Há dois valores aí que confundimos sobre os quais precisamos pensar: fidelidade e lealdade. A fidelidade é um valor de construção de casamento, modelo de família, casamento sacralizado etc. Muito embora saibamos que este seja um valor ideal, ele é, muitas vezes, considerado de uma maneira hipócrita. Então, essa hipocrisia acabou declinando e hoje em dia se fala muito mais em lealdade. Não que fidelidade seja necessariamente menos importante. Antes falávamos de relacionamentos abertos, e acho questionável, pensando do ponto de vista da psicanálise, o quanto a gente aguenta psiquicamente num contexto de relacionamento aberto. Estamos sempre nesse fio da navalha. A questão da fidelidade tem sido questionada, inclusive no Direito, porque é algo que fica quase impossível de ser cobrado. Você jura fidelidade, mas como vai cobrá-la? Ela tem a ver com um arranjo entre as pessoas.

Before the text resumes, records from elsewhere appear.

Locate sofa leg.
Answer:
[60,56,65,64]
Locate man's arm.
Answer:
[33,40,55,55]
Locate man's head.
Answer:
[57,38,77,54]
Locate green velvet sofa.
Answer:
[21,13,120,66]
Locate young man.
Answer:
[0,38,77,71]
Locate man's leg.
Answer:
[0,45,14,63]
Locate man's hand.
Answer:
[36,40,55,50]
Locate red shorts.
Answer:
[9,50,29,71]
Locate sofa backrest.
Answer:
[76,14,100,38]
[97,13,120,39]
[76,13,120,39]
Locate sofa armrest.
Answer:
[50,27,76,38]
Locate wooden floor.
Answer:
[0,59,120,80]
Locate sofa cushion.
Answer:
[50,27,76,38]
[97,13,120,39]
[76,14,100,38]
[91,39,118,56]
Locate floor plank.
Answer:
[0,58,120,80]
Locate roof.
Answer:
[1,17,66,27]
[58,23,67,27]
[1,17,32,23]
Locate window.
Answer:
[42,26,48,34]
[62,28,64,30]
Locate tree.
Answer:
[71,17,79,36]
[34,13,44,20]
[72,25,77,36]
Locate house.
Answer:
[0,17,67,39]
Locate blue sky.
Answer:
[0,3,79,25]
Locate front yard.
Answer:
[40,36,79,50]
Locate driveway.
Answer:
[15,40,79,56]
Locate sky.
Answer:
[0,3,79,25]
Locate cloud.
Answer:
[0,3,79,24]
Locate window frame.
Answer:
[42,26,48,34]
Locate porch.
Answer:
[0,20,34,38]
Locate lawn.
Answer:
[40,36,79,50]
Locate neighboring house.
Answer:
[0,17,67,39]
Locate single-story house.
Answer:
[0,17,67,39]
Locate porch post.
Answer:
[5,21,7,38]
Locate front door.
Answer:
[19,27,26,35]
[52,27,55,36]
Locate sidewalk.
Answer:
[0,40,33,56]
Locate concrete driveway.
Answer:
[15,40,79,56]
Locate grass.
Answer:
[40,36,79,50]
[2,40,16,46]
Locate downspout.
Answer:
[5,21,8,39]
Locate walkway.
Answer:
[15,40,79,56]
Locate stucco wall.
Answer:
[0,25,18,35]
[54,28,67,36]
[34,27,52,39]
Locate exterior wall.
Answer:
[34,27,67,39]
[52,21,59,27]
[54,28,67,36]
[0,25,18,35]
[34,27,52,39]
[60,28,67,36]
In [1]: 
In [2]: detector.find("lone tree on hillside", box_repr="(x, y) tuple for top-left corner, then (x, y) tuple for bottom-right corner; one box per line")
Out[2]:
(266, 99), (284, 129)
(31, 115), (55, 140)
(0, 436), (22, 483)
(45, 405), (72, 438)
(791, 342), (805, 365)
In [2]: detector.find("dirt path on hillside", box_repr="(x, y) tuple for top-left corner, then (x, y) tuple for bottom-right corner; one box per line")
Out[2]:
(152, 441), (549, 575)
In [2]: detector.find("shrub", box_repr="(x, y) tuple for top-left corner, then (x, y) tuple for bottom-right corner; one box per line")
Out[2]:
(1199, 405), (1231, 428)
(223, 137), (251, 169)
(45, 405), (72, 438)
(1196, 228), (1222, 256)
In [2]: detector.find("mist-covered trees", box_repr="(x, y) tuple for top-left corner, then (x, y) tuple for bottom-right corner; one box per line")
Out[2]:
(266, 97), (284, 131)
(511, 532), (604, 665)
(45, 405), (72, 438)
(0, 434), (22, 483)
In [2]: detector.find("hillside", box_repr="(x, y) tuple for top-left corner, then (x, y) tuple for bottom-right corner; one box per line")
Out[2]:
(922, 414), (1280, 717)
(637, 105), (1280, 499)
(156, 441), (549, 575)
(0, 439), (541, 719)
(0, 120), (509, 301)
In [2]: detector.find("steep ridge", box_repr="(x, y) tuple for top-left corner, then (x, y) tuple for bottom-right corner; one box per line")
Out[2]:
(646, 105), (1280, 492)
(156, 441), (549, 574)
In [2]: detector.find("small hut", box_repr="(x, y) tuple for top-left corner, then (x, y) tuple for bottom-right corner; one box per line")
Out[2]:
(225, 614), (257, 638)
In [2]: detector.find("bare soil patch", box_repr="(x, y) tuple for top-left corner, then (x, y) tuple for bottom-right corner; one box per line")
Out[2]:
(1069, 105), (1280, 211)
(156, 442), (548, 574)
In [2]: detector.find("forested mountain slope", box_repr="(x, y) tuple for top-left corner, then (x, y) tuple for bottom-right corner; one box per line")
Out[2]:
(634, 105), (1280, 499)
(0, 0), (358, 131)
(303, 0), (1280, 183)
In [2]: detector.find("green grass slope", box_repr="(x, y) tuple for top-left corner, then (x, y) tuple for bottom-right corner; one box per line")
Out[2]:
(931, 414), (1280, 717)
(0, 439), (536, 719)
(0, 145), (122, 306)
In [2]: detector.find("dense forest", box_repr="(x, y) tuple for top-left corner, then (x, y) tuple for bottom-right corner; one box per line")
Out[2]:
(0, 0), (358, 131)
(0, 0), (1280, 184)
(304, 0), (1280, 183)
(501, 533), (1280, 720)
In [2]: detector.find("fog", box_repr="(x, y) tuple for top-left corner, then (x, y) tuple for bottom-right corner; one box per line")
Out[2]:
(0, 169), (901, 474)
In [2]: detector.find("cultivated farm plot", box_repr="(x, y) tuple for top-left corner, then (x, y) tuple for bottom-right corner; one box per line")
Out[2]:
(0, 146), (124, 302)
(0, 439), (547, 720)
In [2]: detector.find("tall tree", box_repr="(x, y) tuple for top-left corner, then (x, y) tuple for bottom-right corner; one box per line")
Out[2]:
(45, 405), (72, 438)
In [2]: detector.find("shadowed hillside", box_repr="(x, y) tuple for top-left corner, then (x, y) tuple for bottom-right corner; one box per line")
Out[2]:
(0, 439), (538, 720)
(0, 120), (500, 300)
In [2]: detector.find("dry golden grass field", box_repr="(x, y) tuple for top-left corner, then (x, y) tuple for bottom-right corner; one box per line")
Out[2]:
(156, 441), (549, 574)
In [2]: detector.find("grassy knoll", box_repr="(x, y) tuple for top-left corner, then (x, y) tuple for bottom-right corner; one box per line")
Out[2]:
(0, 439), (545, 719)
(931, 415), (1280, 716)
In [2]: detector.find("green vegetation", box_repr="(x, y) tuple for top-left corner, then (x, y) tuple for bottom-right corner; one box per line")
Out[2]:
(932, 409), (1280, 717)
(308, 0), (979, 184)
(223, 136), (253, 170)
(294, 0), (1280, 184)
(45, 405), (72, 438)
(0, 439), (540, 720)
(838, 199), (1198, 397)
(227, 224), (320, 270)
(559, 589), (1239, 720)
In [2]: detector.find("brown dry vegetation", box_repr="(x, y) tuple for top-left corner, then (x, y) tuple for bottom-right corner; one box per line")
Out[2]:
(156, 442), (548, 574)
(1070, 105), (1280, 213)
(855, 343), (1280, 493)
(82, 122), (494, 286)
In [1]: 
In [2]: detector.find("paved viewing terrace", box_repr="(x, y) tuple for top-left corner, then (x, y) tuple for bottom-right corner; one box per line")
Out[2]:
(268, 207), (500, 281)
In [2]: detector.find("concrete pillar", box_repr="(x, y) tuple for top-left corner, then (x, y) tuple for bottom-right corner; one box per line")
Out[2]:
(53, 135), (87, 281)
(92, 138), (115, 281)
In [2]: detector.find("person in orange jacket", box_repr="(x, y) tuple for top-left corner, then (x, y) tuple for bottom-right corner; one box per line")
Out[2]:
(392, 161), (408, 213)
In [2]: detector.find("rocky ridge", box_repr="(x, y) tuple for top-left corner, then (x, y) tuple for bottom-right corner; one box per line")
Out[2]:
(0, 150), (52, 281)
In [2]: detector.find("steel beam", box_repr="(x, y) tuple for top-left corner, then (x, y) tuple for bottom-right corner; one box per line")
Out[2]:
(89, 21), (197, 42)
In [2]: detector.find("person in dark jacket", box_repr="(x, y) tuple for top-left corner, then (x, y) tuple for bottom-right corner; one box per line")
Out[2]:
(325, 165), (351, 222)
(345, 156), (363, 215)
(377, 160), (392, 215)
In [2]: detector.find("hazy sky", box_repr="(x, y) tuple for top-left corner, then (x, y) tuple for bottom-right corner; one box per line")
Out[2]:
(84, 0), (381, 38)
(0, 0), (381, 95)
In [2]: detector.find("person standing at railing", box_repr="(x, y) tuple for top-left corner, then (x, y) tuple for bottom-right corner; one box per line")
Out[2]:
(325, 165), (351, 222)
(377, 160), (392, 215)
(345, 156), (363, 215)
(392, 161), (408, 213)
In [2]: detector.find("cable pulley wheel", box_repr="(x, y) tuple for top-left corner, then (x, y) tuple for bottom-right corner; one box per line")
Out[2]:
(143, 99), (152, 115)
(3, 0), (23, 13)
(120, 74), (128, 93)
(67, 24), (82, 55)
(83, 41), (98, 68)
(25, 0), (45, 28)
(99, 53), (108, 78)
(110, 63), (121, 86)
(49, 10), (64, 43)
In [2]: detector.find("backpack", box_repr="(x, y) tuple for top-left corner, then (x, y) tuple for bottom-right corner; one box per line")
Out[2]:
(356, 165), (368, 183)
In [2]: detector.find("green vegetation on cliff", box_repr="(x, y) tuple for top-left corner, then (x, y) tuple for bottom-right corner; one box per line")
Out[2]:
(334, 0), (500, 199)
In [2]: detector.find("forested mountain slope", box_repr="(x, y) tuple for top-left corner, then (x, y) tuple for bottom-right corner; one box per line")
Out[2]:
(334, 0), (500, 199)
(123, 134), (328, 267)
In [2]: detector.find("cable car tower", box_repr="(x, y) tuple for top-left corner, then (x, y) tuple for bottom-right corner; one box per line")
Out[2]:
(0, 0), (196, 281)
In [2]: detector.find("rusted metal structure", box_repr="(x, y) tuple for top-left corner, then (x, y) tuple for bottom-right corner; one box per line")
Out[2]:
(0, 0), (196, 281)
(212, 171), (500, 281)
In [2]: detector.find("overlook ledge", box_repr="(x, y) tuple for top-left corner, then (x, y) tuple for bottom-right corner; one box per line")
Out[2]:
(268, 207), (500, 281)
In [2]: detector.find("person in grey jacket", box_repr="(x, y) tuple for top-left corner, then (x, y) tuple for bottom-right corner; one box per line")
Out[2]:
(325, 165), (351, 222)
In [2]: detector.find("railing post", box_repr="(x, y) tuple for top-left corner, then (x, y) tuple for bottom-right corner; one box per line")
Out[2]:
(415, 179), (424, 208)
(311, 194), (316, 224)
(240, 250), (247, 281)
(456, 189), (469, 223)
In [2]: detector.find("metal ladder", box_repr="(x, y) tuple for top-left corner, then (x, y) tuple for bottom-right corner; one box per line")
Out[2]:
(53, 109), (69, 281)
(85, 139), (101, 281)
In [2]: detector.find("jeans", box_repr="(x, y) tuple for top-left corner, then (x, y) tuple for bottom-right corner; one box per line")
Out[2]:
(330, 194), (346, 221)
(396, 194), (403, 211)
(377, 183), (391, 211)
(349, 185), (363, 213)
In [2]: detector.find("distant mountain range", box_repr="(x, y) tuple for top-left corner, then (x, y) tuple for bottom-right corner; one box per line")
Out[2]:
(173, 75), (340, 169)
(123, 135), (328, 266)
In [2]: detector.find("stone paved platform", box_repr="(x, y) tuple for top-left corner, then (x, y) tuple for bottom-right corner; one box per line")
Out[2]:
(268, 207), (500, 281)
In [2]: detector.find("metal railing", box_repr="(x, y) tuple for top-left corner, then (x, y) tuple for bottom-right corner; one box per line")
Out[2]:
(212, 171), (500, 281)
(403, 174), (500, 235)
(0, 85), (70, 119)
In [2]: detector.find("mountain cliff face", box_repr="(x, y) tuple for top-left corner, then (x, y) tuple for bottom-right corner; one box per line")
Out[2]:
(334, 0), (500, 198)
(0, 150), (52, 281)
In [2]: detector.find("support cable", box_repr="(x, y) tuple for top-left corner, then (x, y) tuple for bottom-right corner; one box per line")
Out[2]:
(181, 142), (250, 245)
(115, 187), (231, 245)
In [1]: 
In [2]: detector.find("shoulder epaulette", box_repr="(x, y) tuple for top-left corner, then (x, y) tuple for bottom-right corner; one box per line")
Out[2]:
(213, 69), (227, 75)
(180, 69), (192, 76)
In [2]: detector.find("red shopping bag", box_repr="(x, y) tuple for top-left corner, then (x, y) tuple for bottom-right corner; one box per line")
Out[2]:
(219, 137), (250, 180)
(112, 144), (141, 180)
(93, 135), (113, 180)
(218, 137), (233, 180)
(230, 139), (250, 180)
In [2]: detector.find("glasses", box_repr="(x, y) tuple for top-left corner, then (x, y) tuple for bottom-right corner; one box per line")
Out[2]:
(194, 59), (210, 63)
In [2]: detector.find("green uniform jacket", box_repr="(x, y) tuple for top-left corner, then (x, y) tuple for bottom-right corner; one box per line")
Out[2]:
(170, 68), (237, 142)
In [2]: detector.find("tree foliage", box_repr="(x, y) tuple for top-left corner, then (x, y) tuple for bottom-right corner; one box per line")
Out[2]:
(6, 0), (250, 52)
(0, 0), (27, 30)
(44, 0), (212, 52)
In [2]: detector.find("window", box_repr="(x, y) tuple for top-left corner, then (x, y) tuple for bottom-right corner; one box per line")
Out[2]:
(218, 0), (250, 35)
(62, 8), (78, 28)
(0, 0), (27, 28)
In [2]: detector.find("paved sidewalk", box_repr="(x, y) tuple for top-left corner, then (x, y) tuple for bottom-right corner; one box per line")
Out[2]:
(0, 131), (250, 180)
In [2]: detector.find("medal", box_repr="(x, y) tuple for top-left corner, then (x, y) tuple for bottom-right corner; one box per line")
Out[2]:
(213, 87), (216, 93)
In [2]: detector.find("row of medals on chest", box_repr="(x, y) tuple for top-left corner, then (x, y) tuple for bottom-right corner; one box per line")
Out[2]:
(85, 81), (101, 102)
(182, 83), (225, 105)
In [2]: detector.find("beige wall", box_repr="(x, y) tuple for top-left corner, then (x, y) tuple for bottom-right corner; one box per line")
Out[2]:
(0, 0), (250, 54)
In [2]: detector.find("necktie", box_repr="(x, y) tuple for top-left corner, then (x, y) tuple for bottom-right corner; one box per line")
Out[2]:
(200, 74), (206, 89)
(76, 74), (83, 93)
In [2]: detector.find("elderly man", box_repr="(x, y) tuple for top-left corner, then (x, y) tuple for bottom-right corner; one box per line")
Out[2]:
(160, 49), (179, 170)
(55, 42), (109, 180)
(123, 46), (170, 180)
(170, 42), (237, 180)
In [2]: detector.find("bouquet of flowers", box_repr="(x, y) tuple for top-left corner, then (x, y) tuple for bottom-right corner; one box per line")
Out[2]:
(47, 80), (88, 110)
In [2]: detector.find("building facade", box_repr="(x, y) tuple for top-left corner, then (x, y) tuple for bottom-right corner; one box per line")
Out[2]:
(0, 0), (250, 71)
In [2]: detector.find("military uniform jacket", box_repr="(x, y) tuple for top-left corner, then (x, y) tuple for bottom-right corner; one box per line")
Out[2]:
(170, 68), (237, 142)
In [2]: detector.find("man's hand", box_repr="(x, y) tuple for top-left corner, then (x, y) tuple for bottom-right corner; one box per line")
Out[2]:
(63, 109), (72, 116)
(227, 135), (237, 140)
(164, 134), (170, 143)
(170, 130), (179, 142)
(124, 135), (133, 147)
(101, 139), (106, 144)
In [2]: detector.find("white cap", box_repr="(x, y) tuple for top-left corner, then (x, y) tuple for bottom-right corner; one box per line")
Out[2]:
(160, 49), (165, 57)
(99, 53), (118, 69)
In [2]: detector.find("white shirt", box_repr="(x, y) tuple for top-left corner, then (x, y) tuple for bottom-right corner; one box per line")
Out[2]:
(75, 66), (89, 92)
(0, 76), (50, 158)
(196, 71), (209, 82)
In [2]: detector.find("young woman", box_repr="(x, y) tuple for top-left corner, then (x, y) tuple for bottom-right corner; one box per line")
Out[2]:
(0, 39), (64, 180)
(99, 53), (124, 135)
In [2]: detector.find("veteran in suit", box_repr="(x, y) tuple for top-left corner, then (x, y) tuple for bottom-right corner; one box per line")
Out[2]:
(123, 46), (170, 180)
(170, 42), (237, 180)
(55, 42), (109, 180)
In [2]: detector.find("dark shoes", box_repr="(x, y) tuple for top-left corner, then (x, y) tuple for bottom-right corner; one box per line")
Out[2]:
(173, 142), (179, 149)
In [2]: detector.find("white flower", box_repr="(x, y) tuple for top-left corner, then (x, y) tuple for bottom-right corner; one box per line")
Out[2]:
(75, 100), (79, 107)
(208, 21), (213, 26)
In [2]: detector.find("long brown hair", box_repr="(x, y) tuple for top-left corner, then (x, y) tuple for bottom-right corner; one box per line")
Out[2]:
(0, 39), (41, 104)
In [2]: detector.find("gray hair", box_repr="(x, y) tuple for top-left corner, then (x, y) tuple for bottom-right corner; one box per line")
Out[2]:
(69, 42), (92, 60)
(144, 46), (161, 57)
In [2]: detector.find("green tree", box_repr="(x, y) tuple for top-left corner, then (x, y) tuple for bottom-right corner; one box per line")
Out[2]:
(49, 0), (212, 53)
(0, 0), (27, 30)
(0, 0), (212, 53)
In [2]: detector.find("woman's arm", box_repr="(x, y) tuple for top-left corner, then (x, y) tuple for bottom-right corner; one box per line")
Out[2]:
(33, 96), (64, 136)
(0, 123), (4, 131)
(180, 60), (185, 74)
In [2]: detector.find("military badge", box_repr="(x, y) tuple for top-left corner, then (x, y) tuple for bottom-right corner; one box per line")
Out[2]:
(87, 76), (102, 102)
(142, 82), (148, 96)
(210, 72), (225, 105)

Estaríamos, então, caminhando para o fim da monogamia?
A monogamia é um pilar da civilização, mas a vontade de ter outros relacionamentos, e não ser monogâmico, é inerente ao ser humano. Ou pensamos ou sonhamos que não estamos sendo fiéis. Agora, o que tem sido questionada é essa imposição de monogamia – não estou defendendo a poligamia. Tem muita gente questionando a monogamia, tanto é que começam a ser reconhecidas as famílias ditas “paralelas”, ou famílias simultâneas. Não é que aquela pessoa estava enganando e constituiu outra família, mas há situações de pessoas que têm duas famílias e uma sabe da outra. Não podemos fechar os olhos para esse tipo de arranjo. Essa é uma mudança e precisamos pensar sobre isso.

Outra característica que acompanha esse novo cenário de relacionamentos amorosos é a família mosaico –  aquela formada por pessoas que já foram casadas e que trazem filhos de relações anteriores.  O que muda com esse arranjo familiar?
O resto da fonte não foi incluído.